Did this conversation motivate or inspire you in any way?

No, you know when I was there my feeling was I got a job to do I will do it. I don't know if I felt like a crusader or something. But the last letter that I wrote home—actually on the landing craft I said well you know I hope I can do some good and help to save some lives and you know that's what I was trained to do. Though I must say that when we were going in to land that I didn't realize how bad it would be.

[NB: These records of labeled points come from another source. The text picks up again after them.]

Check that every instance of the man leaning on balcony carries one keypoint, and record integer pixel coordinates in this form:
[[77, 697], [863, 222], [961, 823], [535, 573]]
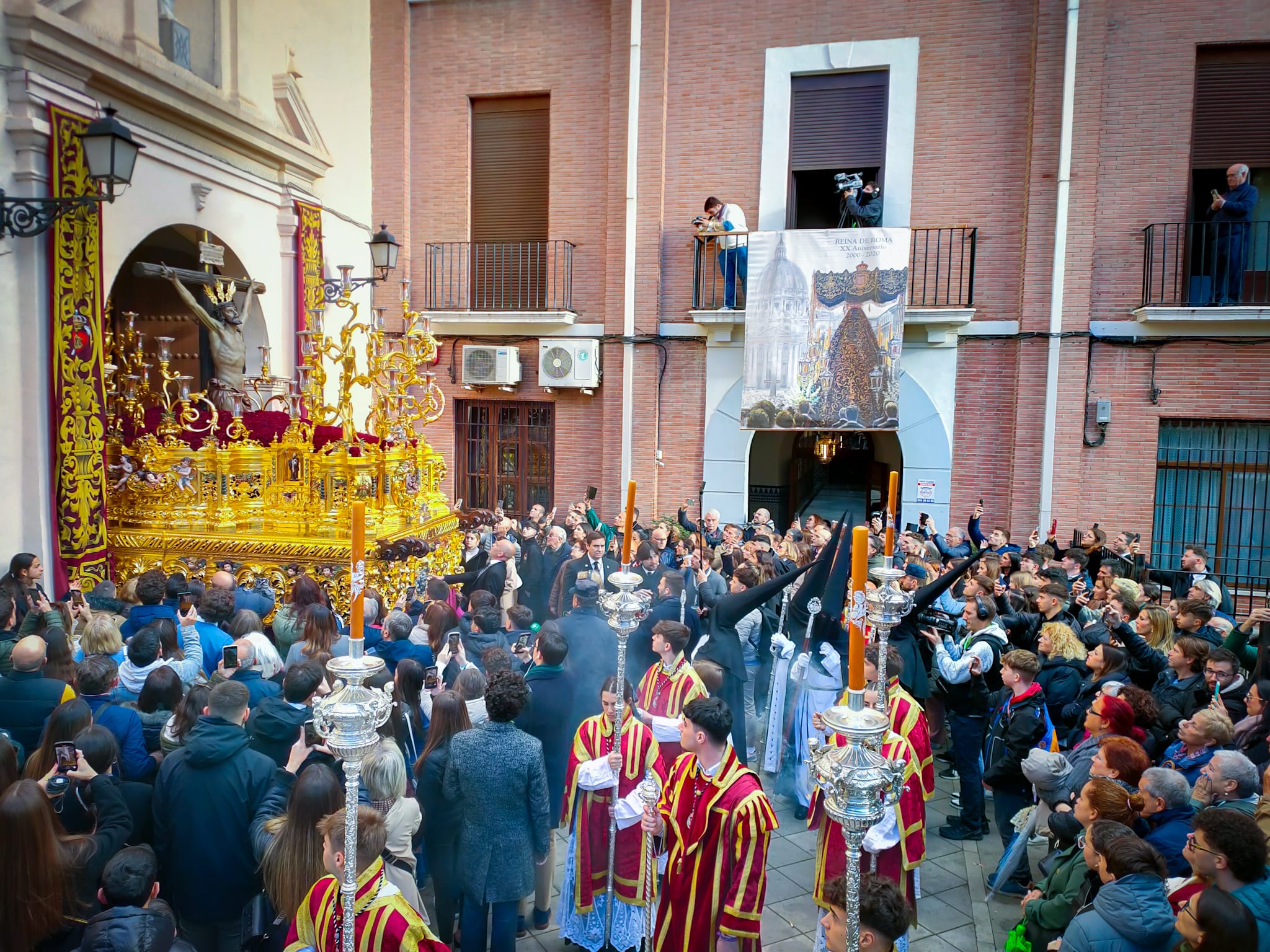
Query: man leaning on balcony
[[1231, 215], [733, 253]]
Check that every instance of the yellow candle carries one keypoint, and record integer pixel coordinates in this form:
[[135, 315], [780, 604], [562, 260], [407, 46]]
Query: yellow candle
[[357, 582], [628, 532], [859, 574], [893, 493]]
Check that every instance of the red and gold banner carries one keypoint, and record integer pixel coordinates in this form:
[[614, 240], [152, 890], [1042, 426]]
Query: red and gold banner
[[309, 266], [78, 381]]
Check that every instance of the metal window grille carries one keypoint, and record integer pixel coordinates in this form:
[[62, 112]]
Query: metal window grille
[[1213, 490], [505, 451]]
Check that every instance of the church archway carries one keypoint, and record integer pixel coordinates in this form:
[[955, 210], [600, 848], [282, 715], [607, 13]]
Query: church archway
[[161, 312], [921, 450]]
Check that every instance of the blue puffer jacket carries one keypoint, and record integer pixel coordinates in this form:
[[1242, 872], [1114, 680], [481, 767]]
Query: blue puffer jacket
[[1256, 897], [1130, 914]]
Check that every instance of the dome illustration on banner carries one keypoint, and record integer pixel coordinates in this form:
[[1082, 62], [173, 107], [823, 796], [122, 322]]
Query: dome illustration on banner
[[780, 307]]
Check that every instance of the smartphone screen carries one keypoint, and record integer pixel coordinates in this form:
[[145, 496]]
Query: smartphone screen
[[66, 757]]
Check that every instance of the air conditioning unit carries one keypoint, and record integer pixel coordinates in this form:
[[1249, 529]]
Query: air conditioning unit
[[569, 362], [491, 366]]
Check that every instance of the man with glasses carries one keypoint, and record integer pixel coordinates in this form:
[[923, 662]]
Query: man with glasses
[[1223, 669], [1228, 781], [1228, 850]]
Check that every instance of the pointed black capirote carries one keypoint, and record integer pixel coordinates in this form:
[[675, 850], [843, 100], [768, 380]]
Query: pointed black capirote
[[797, 616], [735, 606], [840, 575]]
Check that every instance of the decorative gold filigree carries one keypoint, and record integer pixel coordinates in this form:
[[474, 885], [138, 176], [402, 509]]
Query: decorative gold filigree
[[79, 389]]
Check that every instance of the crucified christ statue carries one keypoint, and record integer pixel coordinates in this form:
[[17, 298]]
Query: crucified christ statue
[[224, 324]]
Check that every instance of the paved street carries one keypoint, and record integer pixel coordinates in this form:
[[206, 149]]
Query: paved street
[[953, 912]]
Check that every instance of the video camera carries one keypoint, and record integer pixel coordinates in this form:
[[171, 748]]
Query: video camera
[[943, 622], [846, 183]]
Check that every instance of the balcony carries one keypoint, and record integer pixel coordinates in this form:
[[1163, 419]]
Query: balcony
[[1199, 271], [498, 284], [940, 282]]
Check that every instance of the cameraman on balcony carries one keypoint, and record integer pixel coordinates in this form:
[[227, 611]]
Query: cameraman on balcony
[[733, 252], [1231, 215], [865, 214]]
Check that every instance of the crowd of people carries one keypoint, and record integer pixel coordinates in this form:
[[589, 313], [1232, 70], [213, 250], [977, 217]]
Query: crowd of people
[[163, 787]]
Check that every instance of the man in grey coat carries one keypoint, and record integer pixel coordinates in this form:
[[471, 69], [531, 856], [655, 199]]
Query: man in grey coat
[[497, 772]]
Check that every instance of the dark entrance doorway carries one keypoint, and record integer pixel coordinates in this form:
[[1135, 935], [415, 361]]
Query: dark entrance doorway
[[789, 480]]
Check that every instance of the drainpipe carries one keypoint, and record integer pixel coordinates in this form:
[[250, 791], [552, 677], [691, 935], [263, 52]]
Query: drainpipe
[[1055, 293], [629, 265]]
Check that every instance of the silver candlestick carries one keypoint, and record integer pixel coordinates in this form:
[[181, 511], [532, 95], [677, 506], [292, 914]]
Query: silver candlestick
[[859, 786], [887, 603], [625, 611], [649, 792], [347, 719]]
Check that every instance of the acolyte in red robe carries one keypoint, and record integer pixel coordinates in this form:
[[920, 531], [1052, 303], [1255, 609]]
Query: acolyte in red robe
[[384, 920], [717, 833], [665, 696], [895, 863], [908, 720], [595, 741]]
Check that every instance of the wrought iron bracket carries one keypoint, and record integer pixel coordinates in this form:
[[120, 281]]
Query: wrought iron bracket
[[27, 218], [333, 288]]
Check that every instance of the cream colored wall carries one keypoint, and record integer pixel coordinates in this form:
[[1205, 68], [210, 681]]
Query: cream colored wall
[[332, 40]]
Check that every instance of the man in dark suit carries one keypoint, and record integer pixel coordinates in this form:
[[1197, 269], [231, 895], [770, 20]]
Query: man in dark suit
[[593, 565], [492, 578], [531, 566], [549, 718], [592, 649], [647, 565], [666, 607]]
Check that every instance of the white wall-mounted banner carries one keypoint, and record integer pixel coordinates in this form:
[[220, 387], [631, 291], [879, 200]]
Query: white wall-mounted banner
[[825, 324]]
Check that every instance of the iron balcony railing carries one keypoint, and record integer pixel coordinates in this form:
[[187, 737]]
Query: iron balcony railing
[[940, 270], [1201, 263], [499, 276]]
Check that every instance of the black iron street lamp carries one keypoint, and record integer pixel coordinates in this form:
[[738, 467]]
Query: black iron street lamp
[[384, 252], [111, 155]]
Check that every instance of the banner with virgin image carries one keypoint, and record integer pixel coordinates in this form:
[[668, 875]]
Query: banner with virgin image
[[825, 327]]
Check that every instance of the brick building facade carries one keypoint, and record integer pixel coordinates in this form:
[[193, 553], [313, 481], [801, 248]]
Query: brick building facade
[[972, 140]]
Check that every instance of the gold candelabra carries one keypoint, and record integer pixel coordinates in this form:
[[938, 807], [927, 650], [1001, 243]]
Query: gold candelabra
[[397, 368]]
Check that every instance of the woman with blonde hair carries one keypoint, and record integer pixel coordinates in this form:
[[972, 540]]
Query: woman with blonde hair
[[384, 774], [100, 638], [1062, 667], [1156, 627]]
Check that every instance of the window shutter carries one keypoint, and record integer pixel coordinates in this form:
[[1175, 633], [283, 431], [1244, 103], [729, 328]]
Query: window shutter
[[838, 121], [511, 167], [1232, 107]]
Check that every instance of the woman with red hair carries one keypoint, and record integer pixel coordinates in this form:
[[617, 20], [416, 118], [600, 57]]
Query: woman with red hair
[[1108, 718], [1121, 759]]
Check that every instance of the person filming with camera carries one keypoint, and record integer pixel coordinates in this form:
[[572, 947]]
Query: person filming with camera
[[863, 205], [733, 252]]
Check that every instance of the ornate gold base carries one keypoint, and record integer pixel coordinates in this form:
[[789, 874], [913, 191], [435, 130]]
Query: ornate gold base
[[280, 559]]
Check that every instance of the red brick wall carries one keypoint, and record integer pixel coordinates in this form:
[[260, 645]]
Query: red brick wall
[[988, 99]]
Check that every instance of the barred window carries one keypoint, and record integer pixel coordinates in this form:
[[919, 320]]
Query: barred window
[[1213, 489], [505, 451]]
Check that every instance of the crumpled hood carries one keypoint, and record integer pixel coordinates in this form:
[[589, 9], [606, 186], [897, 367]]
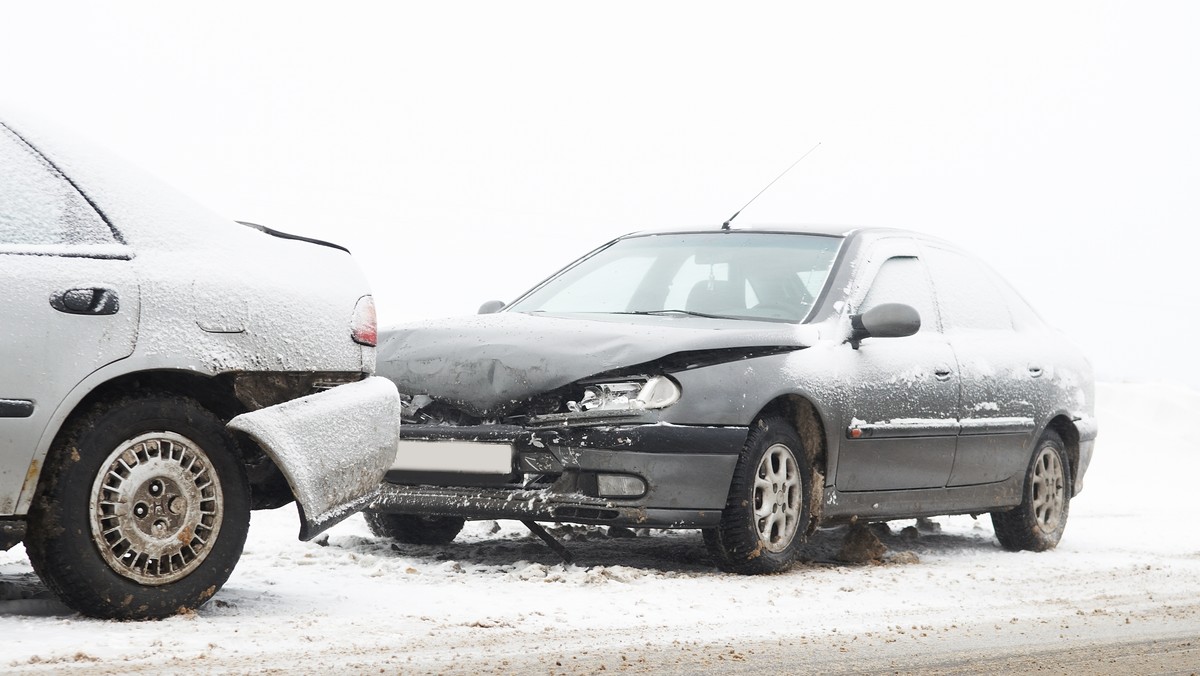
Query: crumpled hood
[[486, 364]]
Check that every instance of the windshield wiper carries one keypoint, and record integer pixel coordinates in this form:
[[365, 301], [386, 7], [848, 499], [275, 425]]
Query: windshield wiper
[[689, 312]]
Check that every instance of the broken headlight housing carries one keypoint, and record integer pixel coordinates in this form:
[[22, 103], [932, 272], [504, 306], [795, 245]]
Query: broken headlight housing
[[658, 392]]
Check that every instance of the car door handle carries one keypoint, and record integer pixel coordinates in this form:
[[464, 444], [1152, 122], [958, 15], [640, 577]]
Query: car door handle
[[88, 300]]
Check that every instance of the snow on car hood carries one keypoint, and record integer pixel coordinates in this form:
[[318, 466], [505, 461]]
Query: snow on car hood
[[489, 363]]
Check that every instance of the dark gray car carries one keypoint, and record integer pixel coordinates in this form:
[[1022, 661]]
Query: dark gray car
[[754, 383]]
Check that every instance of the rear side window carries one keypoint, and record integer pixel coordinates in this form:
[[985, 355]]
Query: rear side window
[[37, 205], [904, 279], [967, 294]]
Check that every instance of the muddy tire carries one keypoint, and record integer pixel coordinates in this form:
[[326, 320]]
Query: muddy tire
[[414, 530], [142, 509], [766, 516], [1038, 522]]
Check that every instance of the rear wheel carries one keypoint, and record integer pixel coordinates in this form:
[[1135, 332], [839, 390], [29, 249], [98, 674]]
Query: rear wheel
[[766, 516], [1038, 522], [142, 510], [414, 530]]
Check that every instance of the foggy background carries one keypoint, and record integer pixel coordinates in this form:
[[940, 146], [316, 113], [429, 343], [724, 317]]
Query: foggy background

In your book you had scanned in your letter which was from Eisenhower and the date was June 6th and it begins, "You are about to embark upon the great crusade towards which we have striven these many months," and then it continues. What were you feeling at that point when thinking of what you were going to be doing in the future?

If you are in the army, even if you're a well-trained soldier, you don't really know what war is like. You know it was a disaster early on for the Americans. The only reason that we survived was because of the large number of Americans that we had. Because the Germans had been to war before, they knew how to fight a war. We didn't. You could go to all the classes in the world and you wouldn't really know. Most people just don't realize how terrible war is; we certainly didn't. We really didn't have the remotest idea of how bad it was. You know some people were fearful and all that but I think that if they had known what they were getting into they would have been a lot more fearful.

After you received that letter where did you go?

It was a mobilizing camp close to where we were going to get on landing craft. Before that we were stationed in this little city of Bodman but they moved us closer to Southhampton and it was a camp surrounded by barbed wire, you weren't allowed to talk to anybody. You couldn't get out of the camp because it was supposed be secret about who was going and that sort of thing.